Novartis va aider Pfizer et BioNTech à produire leur vaccin anti-Covid

Novartis avait cédé en 2005 la plupart de ses vaccins au géant britannique GSK. ©REUTERS

Le géant pharmaceutique suisse Novartis a annoncé ce vendredi avoir signé un accord pour aider à la production du vaccin contre le Covid-19 de Pfizer-BioNTech, pour faire face à la pénurie.

Une - petite - bonne nouvelle de plus sur le front des vaccins : le laboratoire suisse Novartis va mettre à disposition de l'alliance BioNTech/Pfizer des capacités de production de son usine de Stein, près de Bâle, pour la production de leur vaccin contre le Covid-19. Un accord en ce sens a été conclu avec la biotech allemande à l'origine de la mise au point de ce vaccin.

La mise en production doit débuter au deuxième trimestre 2021 et les premières livraisons devraient être disponibles le trimestre suivant, selon un communiqué de la multinationale rhénane vendredi.

Des perturbations

La conclusion de cet accord de sous-traitance survient alors que se multiplient les craintes autour de perturbations dans la livraison prévue de vaccins en provenance de Pfizer/BioNTech, mais aussi du britannique AstraZeneca. Des retards ont également été signalés en France et en Italie du côté de la biotech américaine Moderna, qui a fourni le deuxième vaccin approuvé aux USA et en Europe.

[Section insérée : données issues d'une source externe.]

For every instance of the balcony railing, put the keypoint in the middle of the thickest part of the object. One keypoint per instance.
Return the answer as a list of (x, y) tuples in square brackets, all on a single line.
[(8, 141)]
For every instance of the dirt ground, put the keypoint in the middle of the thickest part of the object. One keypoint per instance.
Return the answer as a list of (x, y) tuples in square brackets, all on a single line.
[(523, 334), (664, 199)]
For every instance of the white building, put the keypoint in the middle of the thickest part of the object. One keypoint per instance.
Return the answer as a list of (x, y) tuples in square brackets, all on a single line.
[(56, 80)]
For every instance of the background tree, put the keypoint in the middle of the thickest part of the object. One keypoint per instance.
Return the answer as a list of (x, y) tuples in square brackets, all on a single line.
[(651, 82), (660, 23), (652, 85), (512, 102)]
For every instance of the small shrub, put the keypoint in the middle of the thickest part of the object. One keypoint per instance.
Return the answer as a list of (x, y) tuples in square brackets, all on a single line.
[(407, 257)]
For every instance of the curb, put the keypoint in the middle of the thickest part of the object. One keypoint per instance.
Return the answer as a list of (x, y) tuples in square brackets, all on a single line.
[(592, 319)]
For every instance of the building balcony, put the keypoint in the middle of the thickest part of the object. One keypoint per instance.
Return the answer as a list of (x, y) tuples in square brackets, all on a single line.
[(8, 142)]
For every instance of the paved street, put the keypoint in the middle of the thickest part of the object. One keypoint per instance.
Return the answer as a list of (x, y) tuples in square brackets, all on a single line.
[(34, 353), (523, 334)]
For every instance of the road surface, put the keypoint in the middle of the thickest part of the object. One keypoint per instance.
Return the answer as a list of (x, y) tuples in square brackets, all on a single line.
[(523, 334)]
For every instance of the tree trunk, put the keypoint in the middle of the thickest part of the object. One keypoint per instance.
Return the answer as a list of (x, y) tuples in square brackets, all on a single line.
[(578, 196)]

Pfizer et BioNTech avaient déjà conclu en début de semaine un accord avec le français Sanofi.

Pfizer et BioNTech avaient déjà conclu en début de semaine un accord avec le français Sanofi, pour accélérer le conditionnement de leur produit. Sanofi donnera l'accès à son outil de production afin de produire plus de 125 millions de doses du vaccin en Europe. Les lots seront distribués par les installations de production de Sanofi situées à Francfort à partir de l'été 2021.

Novartis absent

Passé largement à côté de la lutte contre la pandémie de Covid-19 avec ses propres produits, le laboratoire suisse Novartis avait déjà proposé en octobre dernier ses services à la modeste biotech zurichoise Molecular Partners, qui a, elle, identifié un antiviral prometteur. Novartis a ajouté sans plus de précisions être en discussion avec d'autres groupes pharmaceutiques.

Lors d'une grande réorganisation de ses activités en 2015, Novartis avait cédé ses vaccins au géant britannique GSK à l'exception de ses vaccins antigrippaux qui avaient été vendus au laboratoire australien CSL.